Re: Re: create a hive table: always a tab space before each line

2013-01-14 Thread Dean Wampler
Hadoop supports Sequence Files natively. Hadoop the Definitive Guide
discusses the details.

dean

On Mon, Jan 14, 2013 at 8:58 AM, Richard  wrote:

> thanks.
> it seems that as long as I use sequencefile as the storage format, there
> will be \t before the first column. If this output is continously used by
> hive, it is fine. The problem is that I may use a self-define map-reduce
> job to read these files.  Does that mean I have to take care of
> this \t by myself?
>
> is there any option that I can disable this \t in hive?
>
>
>
> At 2013-01-09 22:38:11,"Dean Wampler" 
> wrote:
>
> To add to what Nitin said, there is no key output by Hive in front of the
> tab.
>
> On Wed, Jan 9, 2013 at 3:07 AM, Nitin Pawar wrote:
>
>> you may want to look at the sequencefile format
>>
>> http://my.safaribooksonline.com/book/databases/hadoop/9780596521974/file-based-data-structures/id3555432
>>
>> that tab is to separate key from values in the record (I may be wrong but
>> this is how I interpreted it)
>>
>>
>> On Wed, Jan 9, 2013 at 12:49 AM, Richard  wrote:
>>
>>> more information:
>>>
>>> if I set the format as textfile, there is no tab space.
>>> if I set the format as sequencefile and view the content via hadoop fs
>>> -text, I saw a tab space in the head of each line.
>>>
>>>
>>> At 2013-01-09 15:44:00,Richard  wrote:
>>>
>>> hi there
>>>
>>>
>>> I have a problem with creating a hive table.
>>>
>>> no matter what field delimiter I used, I always got a tab space in the head 
>>> of each line (a line is a record).
>>>
>>> something like this:
>>>
>>> \t f1 \001 f2 \001 f3 ...
>>>
>>> where f1 , f2 , f3 denotes the field value and \001 is the field separator.
>>>
>>>
>>> **
>>>
>>> here is the clause I used
>>>
>>> 35 create external table if not exists ${HIVETBL_my_table}
>>>  36 (
>>>  37 nid string,
>>>  38 userid string,
>>>  39 spv bigint,
>>>  40 sipv bigint,
>>>  41 pay bigint,
>>>  42 spay bigint,
>>>  43 ipv bigint,
>>>  44 sellerid string,
>>>  45 cate string
>>>  46 )
>>>  47 partitioned by(ds string)
>>>  48 row format delimited fields terminated by '\001' lines terminated by 
>>> '\n'
>>>  49 stored as sequencefile
>>>  50 location '${HADOOP_PATH_4_MY_HIVE}/${HIVETBL_my_table}';
>>>
>>>
>>> thanks for help.
>>>
>>>
>>> Richard
>>>
>>>
>>>
>>>
>>>
>>>
>>
>>
>> --
>> Nitin Pawar
>>
>
>
>
> --
> *Dean Wampler, Ph.D.*
> thinkbiganalytics.com
> +1-312-339-1330
>
>
>
>


-- 
*Dean Wampler, Ph.D.*
thinkbiganalytics.com
+1-312-339-1330


Re:Re: create a hive table: always a tab space before each line

2013-01-14 Thread Richard
thanks.
it seems that as long as I use sequencefile as the storage format, there
will be \t before the first column. If this output is continously used by
hive, it is fine. The problem is that I may use a self-define map-reduce
job to read these files.  Does that mean I have to take care of 
this \t by myself?


is there any option that I can disable this \t in hive?

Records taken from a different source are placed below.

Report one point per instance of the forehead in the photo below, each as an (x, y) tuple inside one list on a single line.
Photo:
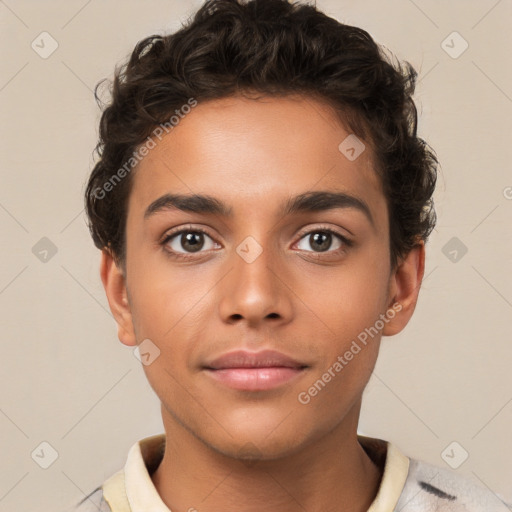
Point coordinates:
[(250, 152)]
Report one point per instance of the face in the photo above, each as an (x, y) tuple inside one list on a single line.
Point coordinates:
[(255, 270)]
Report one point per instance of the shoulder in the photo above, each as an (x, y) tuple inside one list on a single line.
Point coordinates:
[(93, 502), (433, 488)]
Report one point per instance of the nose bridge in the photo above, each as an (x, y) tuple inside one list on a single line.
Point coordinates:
[(254, 289)]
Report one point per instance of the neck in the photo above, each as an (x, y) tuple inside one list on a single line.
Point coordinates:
[(330, 474)]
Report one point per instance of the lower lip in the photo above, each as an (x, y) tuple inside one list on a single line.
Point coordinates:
[(255, 379)]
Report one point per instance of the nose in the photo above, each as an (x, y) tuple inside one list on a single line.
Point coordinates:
[(255, 288)]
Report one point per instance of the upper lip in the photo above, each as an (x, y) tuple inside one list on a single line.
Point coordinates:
[(245, 359)]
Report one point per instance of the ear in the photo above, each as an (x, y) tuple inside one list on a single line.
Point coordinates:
[(115, 288), (404, 287)]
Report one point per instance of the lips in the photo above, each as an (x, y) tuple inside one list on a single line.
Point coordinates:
[(254, 371), (245, 359)]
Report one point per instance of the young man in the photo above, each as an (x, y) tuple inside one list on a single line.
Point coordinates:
[(262, 204)]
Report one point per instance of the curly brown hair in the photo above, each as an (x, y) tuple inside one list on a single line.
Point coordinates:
[(271, 47)]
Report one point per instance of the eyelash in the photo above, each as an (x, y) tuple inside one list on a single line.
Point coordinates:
[(189, 256)]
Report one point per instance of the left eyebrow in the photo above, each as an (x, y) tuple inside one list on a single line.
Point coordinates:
[(314, 201)]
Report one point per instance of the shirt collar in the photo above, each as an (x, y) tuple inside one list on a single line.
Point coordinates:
[(145, 455)]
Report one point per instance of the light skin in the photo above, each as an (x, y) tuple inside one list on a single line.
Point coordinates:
[(253, 155)]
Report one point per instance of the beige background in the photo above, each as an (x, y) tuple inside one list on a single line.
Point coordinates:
[(68, 381)]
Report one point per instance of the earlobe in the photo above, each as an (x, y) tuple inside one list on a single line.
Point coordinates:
[(405, 285), (114, 283)]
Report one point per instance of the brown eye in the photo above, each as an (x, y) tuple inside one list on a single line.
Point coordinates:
[(188, 241), (322, 240)]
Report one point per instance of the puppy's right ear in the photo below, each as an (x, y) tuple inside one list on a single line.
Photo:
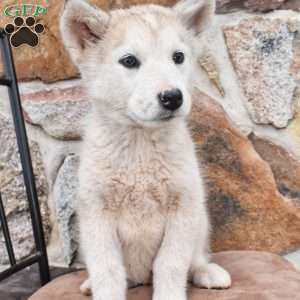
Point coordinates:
[(82, 26)]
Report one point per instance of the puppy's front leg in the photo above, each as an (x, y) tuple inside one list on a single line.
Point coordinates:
[(172, 263), (103, 255)]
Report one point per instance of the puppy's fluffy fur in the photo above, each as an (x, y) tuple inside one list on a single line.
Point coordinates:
[(141, 202)]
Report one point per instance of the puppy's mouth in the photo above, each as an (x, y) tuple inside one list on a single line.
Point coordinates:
[(162, 117), (166, 117)]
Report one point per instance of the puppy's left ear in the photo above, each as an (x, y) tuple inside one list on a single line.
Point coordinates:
[(195, 14)]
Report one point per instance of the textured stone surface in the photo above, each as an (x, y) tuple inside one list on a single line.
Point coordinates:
[(65, 192), (294, 258), (23, 284), (50, 61), (264, 54), (13, 193), (285, 167), (226, 6), (247, 210), (255, 275), (58, 111)]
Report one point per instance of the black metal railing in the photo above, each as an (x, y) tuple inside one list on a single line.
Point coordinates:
[(10, 81)]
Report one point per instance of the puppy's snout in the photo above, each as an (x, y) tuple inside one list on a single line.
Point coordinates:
[(171, 99)]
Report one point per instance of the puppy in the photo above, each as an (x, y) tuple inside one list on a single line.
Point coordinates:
[(141, 203)]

At 2013-01-09 22:38:11,"Dean Wampler"  
wrote:
To add to what Nitin said, there is no key output by Hive in front of the tab.


On Wed, Jan 9, 2013 at 3:07 AM, Nitin Pawar  wrote:

you may want to look at the sequencefile format 
http://my.safaribooksonline.com/book/databases/hadoop/9780596521974/file-based-data-structures/id3555432



that tab is to separate key from values in the record (I may be wrong but this 
is how I interpreted it) 



On Wed, Jan 9, 2013 at 12:49 AM, Richard  wrote:

more information:


if I set the format as textfile, there is no tab space. 
if I set the format as sequencefile and view the content via hadoop fs -text, I 
saw a tab space in the head of each line.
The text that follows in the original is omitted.